Cecco Bravo pousse à la limite la tension qui nous occupe : tandis que Roger échoue à se dévêtir de son armure, Angélique réussit à subtiliser jusqu’à sa propre nudité.
La délivrance (Roger et Angélique)
Joseph Paul Blanc, 1876, PBA, Lille
Dans cette composition très étudiée, un tissu évite le contact direct entre Angélique et le rocher, tout comme le métal de la jambière, de la jupe et de la cuirasse évite le contact direct avec la peau de son sauveur. Au deux chimères réussies – le cheval ailé et le tigre à queue de poisson – s’opposent deux unions contrariées : de la femme avec le rocher, de la femme avec le guerrier.
Roger sauve Angélique des griffes du dragon (Ruggiero befreit Angelica aus den Klauen des Drachen)
Böcklin, 1880, Museum Kunstpalast, Düsseldorf (disparu en 1945)

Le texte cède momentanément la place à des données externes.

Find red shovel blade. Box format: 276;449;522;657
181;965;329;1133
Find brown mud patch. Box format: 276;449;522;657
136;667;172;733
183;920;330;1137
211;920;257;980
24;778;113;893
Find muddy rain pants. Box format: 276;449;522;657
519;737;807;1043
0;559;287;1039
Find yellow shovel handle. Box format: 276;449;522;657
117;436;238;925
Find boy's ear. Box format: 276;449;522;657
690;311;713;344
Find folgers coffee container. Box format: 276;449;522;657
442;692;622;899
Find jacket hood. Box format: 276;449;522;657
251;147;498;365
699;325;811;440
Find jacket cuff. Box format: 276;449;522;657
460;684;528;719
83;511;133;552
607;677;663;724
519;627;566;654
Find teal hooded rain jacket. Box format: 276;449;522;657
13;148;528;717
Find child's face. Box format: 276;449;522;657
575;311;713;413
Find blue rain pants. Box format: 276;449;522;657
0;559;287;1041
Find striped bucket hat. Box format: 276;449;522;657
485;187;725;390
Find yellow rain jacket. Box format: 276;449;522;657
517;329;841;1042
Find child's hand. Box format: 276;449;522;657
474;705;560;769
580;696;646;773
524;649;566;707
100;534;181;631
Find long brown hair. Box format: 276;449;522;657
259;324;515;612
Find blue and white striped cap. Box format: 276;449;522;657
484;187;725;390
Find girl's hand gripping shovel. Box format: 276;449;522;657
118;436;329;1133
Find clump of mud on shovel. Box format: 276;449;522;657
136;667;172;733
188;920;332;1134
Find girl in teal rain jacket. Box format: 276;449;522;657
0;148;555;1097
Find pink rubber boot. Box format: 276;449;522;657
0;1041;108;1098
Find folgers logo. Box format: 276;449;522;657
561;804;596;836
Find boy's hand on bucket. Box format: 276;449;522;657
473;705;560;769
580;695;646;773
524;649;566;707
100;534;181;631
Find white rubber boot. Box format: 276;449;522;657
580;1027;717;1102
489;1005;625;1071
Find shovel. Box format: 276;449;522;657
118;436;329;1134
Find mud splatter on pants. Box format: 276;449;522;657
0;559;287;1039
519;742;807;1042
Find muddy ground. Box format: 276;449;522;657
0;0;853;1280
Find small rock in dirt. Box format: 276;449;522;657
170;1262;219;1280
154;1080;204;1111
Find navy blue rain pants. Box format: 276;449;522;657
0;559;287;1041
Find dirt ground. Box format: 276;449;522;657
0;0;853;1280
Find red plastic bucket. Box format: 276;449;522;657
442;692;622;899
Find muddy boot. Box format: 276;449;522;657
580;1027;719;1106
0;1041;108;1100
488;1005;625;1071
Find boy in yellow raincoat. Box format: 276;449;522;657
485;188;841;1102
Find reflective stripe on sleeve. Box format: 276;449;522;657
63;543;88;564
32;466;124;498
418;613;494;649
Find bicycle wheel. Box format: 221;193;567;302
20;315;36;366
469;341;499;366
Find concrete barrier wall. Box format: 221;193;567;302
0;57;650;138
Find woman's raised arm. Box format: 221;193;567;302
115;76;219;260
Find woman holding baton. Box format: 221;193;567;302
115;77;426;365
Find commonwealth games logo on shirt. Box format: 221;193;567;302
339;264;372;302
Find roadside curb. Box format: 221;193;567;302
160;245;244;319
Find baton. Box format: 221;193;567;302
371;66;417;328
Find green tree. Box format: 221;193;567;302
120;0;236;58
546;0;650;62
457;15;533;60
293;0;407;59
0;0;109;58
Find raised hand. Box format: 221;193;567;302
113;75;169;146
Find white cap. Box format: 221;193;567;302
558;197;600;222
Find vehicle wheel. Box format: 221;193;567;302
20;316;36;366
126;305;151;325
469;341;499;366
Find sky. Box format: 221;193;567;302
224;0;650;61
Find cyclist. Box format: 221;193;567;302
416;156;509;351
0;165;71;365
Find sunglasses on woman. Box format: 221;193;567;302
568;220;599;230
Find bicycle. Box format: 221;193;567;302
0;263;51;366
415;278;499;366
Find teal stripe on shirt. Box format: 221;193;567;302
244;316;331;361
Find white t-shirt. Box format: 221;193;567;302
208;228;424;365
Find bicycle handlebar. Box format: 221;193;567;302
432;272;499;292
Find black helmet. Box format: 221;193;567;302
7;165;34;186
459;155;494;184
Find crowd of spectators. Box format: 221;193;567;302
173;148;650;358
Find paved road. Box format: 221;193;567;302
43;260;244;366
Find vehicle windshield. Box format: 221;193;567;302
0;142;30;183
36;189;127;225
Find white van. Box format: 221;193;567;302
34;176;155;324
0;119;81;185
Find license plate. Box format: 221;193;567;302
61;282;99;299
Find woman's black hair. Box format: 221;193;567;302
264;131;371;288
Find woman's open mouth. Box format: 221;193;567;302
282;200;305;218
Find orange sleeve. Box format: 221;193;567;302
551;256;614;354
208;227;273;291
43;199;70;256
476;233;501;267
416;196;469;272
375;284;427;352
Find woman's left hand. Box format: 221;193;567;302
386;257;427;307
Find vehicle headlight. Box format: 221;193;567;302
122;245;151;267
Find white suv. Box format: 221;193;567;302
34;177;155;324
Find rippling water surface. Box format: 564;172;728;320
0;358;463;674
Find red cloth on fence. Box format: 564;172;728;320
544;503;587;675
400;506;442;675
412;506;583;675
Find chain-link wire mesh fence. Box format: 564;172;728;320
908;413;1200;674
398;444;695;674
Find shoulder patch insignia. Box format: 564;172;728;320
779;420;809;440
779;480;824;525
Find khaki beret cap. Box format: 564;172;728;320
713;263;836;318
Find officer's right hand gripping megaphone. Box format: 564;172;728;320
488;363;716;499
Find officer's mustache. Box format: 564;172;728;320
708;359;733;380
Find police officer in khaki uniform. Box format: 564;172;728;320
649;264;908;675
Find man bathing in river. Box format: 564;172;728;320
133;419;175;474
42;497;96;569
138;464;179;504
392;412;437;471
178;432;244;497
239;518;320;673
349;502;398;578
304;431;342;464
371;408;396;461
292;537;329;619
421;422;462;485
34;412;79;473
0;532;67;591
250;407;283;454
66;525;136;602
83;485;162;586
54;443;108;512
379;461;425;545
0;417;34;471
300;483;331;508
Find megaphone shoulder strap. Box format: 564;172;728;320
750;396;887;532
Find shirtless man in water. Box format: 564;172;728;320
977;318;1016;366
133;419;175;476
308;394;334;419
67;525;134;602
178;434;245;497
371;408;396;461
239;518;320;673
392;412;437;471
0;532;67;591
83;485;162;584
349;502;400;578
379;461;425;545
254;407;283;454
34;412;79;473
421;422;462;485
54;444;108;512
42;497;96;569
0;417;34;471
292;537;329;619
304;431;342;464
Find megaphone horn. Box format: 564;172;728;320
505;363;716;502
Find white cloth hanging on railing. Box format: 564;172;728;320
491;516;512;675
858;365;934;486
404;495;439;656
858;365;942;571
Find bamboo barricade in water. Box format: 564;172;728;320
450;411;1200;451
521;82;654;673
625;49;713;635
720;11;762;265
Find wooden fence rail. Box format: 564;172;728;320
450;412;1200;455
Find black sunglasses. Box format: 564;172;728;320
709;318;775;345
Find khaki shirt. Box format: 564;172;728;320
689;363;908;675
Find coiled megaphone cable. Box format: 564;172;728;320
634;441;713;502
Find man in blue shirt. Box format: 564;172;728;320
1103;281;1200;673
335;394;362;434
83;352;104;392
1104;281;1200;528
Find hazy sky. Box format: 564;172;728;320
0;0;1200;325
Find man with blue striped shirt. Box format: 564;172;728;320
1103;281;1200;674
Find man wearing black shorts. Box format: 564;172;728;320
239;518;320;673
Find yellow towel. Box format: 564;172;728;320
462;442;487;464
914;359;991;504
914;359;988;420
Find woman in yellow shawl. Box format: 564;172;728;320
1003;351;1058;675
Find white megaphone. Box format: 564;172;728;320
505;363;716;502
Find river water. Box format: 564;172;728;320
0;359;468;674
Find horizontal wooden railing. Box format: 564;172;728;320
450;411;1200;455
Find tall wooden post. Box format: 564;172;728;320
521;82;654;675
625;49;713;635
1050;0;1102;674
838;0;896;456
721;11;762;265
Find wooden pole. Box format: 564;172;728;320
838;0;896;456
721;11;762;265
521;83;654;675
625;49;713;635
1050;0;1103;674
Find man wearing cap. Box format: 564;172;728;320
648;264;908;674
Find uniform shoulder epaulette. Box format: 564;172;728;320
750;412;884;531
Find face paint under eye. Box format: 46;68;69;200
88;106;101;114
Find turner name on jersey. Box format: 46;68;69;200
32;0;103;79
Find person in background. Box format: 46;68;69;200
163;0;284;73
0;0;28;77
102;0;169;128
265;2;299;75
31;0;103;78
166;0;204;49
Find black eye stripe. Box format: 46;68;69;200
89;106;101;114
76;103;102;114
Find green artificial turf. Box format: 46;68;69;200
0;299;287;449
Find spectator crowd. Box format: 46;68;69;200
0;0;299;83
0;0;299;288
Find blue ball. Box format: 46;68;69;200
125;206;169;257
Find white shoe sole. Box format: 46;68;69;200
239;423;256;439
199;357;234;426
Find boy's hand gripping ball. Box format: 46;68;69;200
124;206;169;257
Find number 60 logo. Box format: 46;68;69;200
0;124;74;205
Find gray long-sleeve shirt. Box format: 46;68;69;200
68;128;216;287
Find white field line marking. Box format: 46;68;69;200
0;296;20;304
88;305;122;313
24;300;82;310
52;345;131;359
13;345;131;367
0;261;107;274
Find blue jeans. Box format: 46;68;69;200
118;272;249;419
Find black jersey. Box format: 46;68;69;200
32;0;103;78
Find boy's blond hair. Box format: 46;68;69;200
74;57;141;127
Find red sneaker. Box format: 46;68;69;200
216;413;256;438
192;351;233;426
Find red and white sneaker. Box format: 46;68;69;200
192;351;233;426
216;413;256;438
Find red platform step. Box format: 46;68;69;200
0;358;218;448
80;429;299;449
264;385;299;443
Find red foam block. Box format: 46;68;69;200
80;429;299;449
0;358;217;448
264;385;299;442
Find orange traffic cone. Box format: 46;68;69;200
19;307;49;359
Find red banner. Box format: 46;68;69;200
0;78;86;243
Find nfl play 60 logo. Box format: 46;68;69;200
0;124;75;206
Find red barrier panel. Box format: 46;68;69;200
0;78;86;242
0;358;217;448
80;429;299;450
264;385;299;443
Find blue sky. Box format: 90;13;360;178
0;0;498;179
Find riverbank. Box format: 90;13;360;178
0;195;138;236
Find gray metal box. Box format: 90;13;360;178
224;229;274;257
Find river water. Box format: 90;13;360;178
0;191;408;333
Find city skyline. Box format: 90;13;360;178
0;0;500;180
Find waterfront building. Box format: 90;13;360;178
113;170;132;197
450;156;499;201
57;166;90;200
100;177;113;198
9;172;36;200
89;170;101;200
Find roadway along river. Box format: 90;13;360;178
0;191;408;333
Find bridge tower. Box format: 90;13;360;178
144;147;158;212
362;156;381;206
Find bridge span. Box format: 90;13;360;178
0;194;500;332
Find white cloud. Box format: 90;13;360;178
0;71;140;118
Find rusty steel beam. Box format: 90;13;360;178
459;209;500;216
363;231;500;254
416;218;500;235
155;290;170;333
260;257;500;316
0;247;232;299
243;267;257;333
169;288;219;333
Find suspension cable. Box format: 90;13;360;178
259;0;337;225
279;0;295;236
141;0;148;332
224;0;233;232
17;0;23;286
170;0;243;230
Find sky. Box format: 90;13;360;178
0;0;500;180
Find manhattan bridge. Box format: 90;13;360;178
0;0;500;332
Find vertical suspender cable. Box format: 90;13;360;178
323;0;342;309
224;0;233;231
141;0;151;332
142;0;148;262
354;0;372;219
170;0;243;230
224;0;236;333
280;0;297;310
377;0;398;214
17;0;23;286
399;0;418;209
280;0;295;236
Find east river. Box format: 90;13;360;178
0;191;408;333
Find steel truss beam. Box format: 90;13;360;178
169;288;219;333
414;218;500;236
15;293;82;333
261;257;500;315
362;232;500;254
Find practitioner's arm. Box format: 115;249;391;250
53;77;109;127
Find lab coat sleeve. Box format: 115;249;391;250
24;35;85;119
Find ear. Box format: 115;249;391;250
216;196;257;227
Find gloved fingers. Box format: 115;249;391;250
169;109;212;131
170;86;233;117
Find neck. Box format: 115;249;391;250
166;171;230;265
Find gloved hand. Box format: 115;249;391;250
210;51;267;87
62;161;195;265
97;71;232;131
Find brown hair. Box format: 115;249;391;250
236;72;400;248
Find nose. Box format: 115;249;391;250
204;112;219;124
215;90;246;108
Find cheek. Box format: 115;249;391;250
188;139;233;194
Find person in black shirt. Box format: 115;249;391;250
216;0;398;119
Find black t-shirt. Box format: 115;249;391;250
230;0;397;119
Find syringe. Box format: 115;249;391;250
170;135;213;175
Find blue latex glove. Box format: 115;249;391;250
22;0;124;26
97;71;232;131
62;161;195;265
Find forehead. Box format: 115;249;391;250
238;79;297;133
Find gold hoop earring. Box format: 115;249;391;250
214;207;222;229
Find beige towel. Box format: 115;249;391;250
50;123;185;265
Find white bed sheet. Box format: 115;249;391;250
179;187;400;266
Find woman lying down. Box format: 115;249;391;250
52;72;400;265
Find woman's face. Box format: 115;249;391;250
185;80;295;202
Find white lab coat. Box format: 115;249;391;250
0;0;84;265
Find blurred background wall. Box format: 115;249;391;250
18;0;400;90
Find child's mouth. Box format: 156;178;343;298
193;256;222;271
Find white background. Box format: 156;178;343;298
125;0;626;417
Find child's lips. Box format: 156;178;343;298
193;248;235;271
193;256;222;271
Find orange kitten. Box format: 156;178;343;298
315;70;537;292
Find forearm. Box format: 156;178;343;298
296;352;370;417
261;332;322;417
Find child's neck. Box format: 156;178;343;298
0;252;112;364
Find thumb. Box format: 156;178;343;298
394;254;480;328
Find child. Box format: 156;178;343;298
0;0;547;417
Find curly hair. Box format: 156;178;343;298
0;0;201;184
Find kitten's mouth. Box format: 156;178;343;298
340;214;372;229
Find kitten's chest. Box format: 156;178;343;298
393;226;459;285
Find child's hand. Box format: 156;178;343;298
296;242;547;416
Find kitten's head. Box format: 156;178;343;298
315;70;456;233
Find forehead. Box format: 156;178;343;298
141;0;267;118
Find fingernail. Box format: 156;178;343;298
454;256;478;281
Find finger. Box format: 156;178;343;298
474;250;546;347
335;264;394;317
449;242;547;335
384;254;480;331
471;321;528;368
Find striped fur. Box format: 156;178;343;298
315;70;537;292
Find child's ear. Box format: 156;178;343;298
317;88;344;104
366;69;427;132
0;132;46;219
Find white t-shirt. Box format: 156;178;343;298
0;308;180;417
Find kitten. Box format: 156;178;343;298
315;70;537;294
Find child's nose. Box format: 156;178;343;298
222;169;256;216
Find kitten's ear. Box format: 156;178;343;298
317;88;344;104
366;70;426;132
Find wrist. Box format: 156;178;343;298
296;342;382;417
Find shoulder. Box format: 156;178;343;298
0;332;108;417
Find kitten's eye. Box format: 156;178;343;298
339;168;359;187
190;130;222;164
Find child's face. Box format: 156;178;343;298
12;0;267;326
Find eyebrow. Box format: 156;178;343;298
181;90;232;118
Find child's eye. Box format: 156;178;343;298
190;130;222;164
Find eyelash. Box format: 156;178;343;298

Böcklin, qui avait déjà traité le thème en version panoramique en 1873, y revient ici en cadrage étroit et en contreplongée, dans une composition bizarre qui confine à la caricature. On a dit [7] qu’il s’agissait d’une sorte de satire des lourdeurs du wagnérisme, dans lequel on tentait alors de l’enrôler, une exagération délibérée des héroïnes éplorées et des chevaliers aux larges épaules.
Il me semble que cette composante humoristique n’épuise pas la dimension expérimentale du tableau. Entre la femme nue aux membres fermés et le chevalier noir aux membres ouverts, le tissu rouge constitue à la fois une idée prosaïque (une serviette pour sécher et réchauffer la rescapée) et un symbole astucieux (la cape du chevalier prend possession de la femme sans défense). L’image est à lire comme une sorte de gageure graphique, dans laquelle Böcklin a cherché à superposer les deux épisodes contradictoires : le sauvetage et le viol.
D’où l’ironie du titre : Angélique n’échappe aux griffes du dragon que pour tomber dans les pattes de Roger.
Ainsi, son visage exprime non seulement la terreur rétrospective, mais aussi la crainte de ce qui la menace. De même, la face sombre de Roger anticipe son noir dessin. Sous l’entrejambe de la jeune femme, le cou sectionné du monstre, d’où jaillit un jet rouge, évoque le combat passé, mais aussi la défloration annoncée, puis le désir interrompu : sous l’entrejambe de Roger, la grimace déçue du monstre traduit comiquement leur double échec, d’engloutir et d’être englouti.
Ainsi la jonction impossible de la peau nue et de l’acier, en haut, se conclut en bas par une coupure sanglante.
Persée et Andromède
Lovis Corinth, 1900, musée Georg Shäffer, Münich.
Vingt ans plus tard, Corinth s’approprie l’idée de la cape-serviette de Böcklin, et s’en démarque par le nom du couple, désormais interchangeable. Il élude le risque comique en plaçant la gueule du monstre en hors champ.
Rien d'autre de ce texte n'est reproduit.